アイルランドのレイトリムにあるThe Dockの一室に飾られた、緑の布地のドレープで構成された壮大なテキスタイルシャンデリアのようなモバイル彫刻があります。これはアーティストでデザイナーのリチャード・マローン氏による新しい魅力的な展示「優しさの記録」の一部です。抽象的なジャージやキャンバス作品、映画、壁画、布で形作られた具象的な彫刻から構成される展示は、古典彫刻の土台となった身体から古典彫刻の人々、そしてこれらの聖なる場所をアート作品が生きるために整備・清掃する人々に向けられた光を当てています。
「優しさは体に関連する要素を示す言葉ですが、私にとっては労働の交換のようなものです」とマローン氏は語ります。パリのアイルランド文化センターでの滞在から生まれた「優しさの記録」は、元々クラシカルな彫刻の土台となった匿名の、しばしばクィアな身体や、大理石における謙虚な布地作業の表現を考察しています。このプロセスで、マローン氏は文化の中でどのようなものが賞賛され、何が無視されるかという疑問を投げかけています。
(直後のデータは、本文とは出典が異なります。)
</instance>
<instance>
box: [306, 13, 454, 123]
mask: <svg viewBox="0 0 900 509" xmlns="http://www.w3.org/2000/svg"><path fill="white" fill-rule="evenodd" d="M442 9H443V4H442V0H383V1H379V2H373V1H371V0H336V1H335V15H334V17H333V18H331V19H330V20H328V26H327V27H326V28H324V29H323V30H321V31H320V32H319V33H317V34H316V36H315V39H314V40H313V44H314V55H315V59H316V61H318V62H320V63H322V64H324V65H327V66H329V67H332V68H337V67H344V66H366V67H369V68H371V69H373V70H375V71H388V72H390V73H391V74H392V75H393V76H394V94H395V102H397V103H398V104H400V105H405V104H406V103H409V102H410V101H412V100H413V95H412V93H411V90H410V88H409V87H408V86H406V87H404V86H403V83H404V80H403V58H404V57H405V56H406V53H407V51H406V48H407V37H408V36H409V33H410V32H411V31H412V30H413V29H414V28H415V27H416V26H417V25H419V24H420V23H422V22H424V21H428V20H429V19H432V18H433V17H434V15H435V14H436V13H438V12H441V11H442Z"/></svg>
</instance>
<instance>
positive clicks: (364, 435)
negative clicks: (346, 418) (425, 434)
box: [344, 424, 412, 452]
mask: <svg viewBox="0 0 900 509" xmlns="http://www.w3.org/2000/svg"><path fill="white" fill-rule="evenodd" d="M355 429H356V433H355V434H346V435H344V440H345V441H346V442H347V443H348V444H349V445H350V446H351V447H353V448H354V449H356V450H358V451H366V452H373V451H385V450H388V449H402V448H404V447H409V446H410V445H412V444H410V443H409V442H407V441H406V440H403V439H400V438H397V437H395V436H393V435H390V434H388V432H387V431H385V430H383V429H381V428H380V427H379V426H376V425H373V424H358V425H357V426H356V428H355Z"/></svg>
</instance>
ルーブル美術館やオルセー美術館をさまよい歩いていると、マローン氏はしばしば、アート作品自体よりもアート作品の周囲にあるものに興味を持つことが多かったです:彫刻を清掃している人々や壁をリフレッシュしているペインターやデコレーター達。”何かを作り出すというプロセス全体が欲しいものを作るためのものなのだが、その労働はいつも除外されている。それらの機関内で、私は自分が育った材料言語の欠如に最も興味を持っていました」とマローン氏は語ります。父親であるペインター兼デコレーターのマローン氏は、展示のためにマローン氏と一緒に淡いソルベの色合いの四角形の連作壁画を描きました。光が1日の間に変化するにつれて色が変わる壁画です。他にも、建設現場で見かける黄色いプラスチックシートがシルクのように繊細に暖炉に掛けられています。アイルランドのウェックスフォード出身のマローン氏にとって、この展示は彼らのバックグラウンドと遺産の多様な側面に対する瞑想であり、リアルな生活環境で見つかる素材を用いた立体的な風景画の連作です—プラスチックシート、ペンキ、溶接された金属。